I never met Doc Draper, even though I was a student during a short fraction of his lengthy distinguished career at my Alma Mater. That was a period of great intellectual leaders at MIT; in addition to Draper, there stood out Norbert Wiener, Claude Shannon and Bob Fano, who created new disciplines and disciples, research groups and laboratories which have pioneered the remarkable technological advances which today the public takes for granted. I chose to follow the latter three to delve into the mysteries of digital communication and information.  But along the way I kept running into Doc Draper’s accomplishments. In my first professional job, at JPL in Pasadena, my section was responsible for telemetry to support radio guidance of a ballistic missile which employed a hybrid combination of inertial and radio guidance; the inertial system of course was based on the technology invented by Doc Draper.  Fast forward half a century and today’s accurate real-time mapping, which we all use in our cars for example, is performed using GPS/INS, an advanced form of hybrid inertial-radio guidance.

Even before that early phase of the space age, I had heard often of Dr. Draper’s Instrumentation Lab from my best friend in both high school and college; he worked at the Instrumentation/Draper Lab from his graduate school days through to retirement, having concentrated along the way on space-based computing for the Apollo Lunar Program. So if my friend could devote four decades to a career at the Lab, it must provide a pretty stimulating technical and working environment.

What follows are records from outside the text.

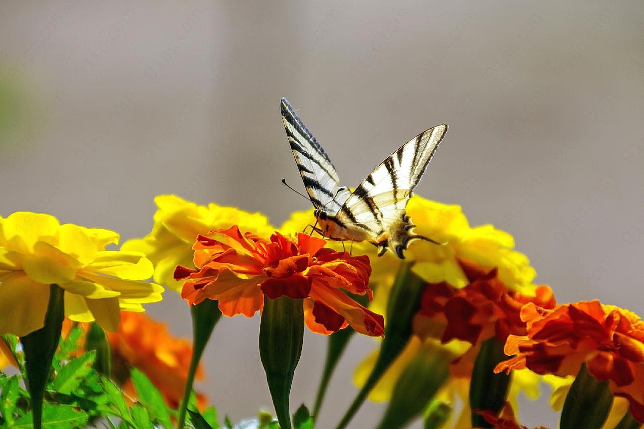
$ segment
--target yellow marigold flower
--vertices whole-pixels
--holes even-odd
[[[140,281],[153,273],[142,253],[105,250],[118,242],[113,231],[61,225],[50,214],[0,218],[0,334],[43,327],[50,284],[64,290],[67,317],[108,330],[120,309],[141,312],[142,303],[160,301],[163,288]]]
[[[452,340],[447,344],[440,344],[437,340],[431,338],[423,341],[417,336],[412,337],[402,352],[372,390],[369,394],[369,399],[374,402],[389,401],[402,371],[417,354],[426,352],[428,350],[435,350],[437,347],[444,347],[455,356],[461,358],[451,365],[451,376],[447,383],[436,394],[435,397],[451,403],[463,403],[463,408],[458,415],[455,414],[452,419],[460,422],[456,424],[456,427],[471,428],[469,417],[471,410],[469,406],[469,389],[471,367],[473,366],[473,360],[476,358],[476,353],[471,352],[473,350],[471,346],[467,341],[458,339]],[[359,387],[365,384],[377,356],[378,350],[375,350],[358,366],[354,375],[354,382]],[[521,392],[532,399],[539,397],[539,382],[541,379],[541,376],[529,370],[514,372],[507,394],[507,401],[511,404],[514,410],[518,409],[518,398]],[[459,399],[458,401],[456,401],[457,399]],[[451,423],[448,423],[446,424],[445,427],[453,426]]]
[[[454,287],[463,287],[469,281],[462,262],[469,262],[489,270],[496,267],[498,278],[509,289],[535,294],[536,286],[532,281],[536,272],[525,255],[513,250],[514,239],[507,233],[491,225],[471,227],[460,206],[430,201],[417,195],[409,200],[407,214],[417,225],[415,233],[446,243],[437,245],[418,240],[410,244],[405,256],[407,260],[414,262],[412,271],[424,280],[433,283],[445,281]],[[314,222],[312,209],[295,212],[280,231],[294,233]],[[342,245],[336,242],[332,247],[341,249]],[[370,285],[374,291],[370,308],[386,314],[389,288],[402,262],[390,252],[377,257],[377,249],[366,242],[345,245],[347,250],[352,245],[353,254],[369,256],[373,270]]]
[[[210,203],[198,205],[176,195],[155,198],[158,207],[152,231],[143,238],[129,240],[122,250],[142,252],[155,265],[154,279],[180,292],[182,281],[175,280],[177,265],[194,267],[193,245],[197,236],[238,225],[243,231],[270,235],[274,228],[261,213],[249,213],[233,207]]]

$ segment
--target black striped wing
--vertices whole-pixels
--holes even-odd
[[[338,187],[339,178],[328,155],[295,113],[286,99],[281,99],[282,120],[308,197],[316,209],[337,211],[350,193]]]
[[[355,188],[336,218],[367,229],[370,241],[402,258],[408,242],[420,237],[409,231],[405,207],[447,129],[430,128],[402,145]]]

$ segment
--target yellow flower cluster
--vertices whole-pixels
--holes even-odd
[[[459,261],[466,260],[489,269],[497,267],[499,279],[509,289],[534,294],[535,269],[524,254],[513,250],[514,239],[507,233],[491,225],[473,228],[460,206],[430,201],[417,195],[409,200],[407,214],[417,225],[414,233],[446,243],[437,245],[417,240],[410,244],[405,257],[413,262],[412,271],[424,280],[446,281],[455,287],[462,287],[469,282]],[[296,211],[280,230],[292,234],[314,222],[312,210]],[[337,242],[330,244],[339,249],[343,245]],[[384,314],[389,289],[402,262],[390,252],[378,257],[377,249],[366,242],[345,245],[352,246],[354,254],[369,256],[373,270],[370,284],[374,288],[374,300],[370,309]]]
[[[177,292],[181,291],[182,282],[174,279],[175,267],[194,266],[192,249],[198,234],[232,225],[259,235],[274,231],[261,213],[214,203],[198,205],[176,195],[159,195],[155,203],[158,209],[155,213],[152,231],[143,238],[126,242],[122,250],[144,253],[155,265],[155,281]]]
[[[65,315],[115,330],[120,310],[143,311],[163,287],[146,283],[152,263],[140,252],[106,251],[107,229],[61,225],[50,214],[0,218],[0,334],[26,335],[44,325],[50,285],[64,290]]]

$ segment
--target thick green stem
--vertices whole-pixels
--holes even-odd
[[[190,359],[188,376],[185,380],[185,387],[184,388],[184,397],[179,407],[179,419],[177,422],[177,427],[179,429],[183,429],[185,424],[185,414],[188,408],[188,403],[190,401],[190,394],[193,392],[194,374],[196,373],[199,362],[213,334],[213,330],[214,329],[214,325],[222,317],[222,312],[219,310],[219,301],[214,300],[205,300],[196,305],[192,305],[190,307],[190,315],[193,318],[193,356]]]
[[[362,305],[367,305],[369,303],[369,298],[365,295],[354,295],[348,294]],[[319,414],[320,408],[322,406],[322,402],[324,401],[328,383],[331,381],[331,376],[333,374],[336,367],[337,366],[340,358],[345,352],[346,346],[349,343],[349,340],[355,333],[355,330],[350,327],[347,327],[337,332],[334,332],[328,336],[328,341],[327,345],[327,358],[325,361],[324,370],[322,372],[322,378],[320,379],[320,384],[317,388],[317,394],[316,395],[316,401],[313,406],[313,419],[317,420]]]
[[[566,395],[559,427],[599,429],[606,421],[612,405],[608,380],[600,381],[583,363]]]
[[[64,291],[57,285],[50,285],[49,293],[44,326],[20,338],[24,350],[27,388],[32,398],[34,429],[41,429],[43,427],[43,394],[52,369],[52,359],[61,339],[61,329],[64,318]]]
[[[629,410],[624,414],[624,417],[621,417],[621,420],[615,426],[615,429],[639,429],[642,426],[641,422],[636,420],[632,414]]]
[[[495,337],[483,341],[474,362],[472,380],[469,383],[469,405],[472,409],[472,425],[475,428],[492,427],[475,410],[489,410],[498,414],[506,403],[511,375],[494,373],[497,365],[507,359],[503,347],[504,343]]]
[[[371,390],[395,360],[412,336],[412,320],[420,305],[421,295],[425,283],[411,271],[411,264],[403,263],[392,287],[387,305],[387,321],[384,339],[374,369],[366,382],[345,413],[336,429],[343,429],[349,424],[358,409],[366,399]]]
[[[302,354],[304,310],[302,300],[264,296],[260,323],[260,357],[281,429],[290,429],[289,399],[295,368]]]

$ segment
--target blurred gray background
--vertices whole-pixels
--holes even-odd
[[[560,302],[644,314],[641,1],[0,5],[3,216],[50,213],[124,240],[173,193],[279,225],[308,207],[280,184],[301,187],[283,96],[348,186],[449,124],[417,193],[510,232]],[[189,335],[176,294],[148,309]],[[258,322],[223,320],[207,350],[202,388],[233,420],[270,405]],[[325,340],[305,338],[294,407],[312,403]],[[353,340],[320,428],[374,347]],[[352,427],[383,409],[368,403]],[[545,399],[519,414],[556,424]]]

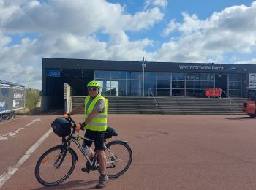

If I speak much longer, this will start sounding like a Motion Picture Academy Award acceptance speech. And the only contact I’ve had with entertainment has been strictly of a technical kind, involving digital video compression and transmission, hardly the stuff that excites the public. But before concluding, let me say that my greatest passion is the advancement of higher education in engineering and the sciences, certainly a priority for Dr. Draper as well. Consequently, I am turning back to the NAE the generous monetary component of the Draper Prize to be used for the purpose of advancing the Engineering profession through attracting and educating the best and brightest of new generations who will become the outstanding engineers of the future.

Thanks again to the Academy, the Draper Laboratory and all of you for coming.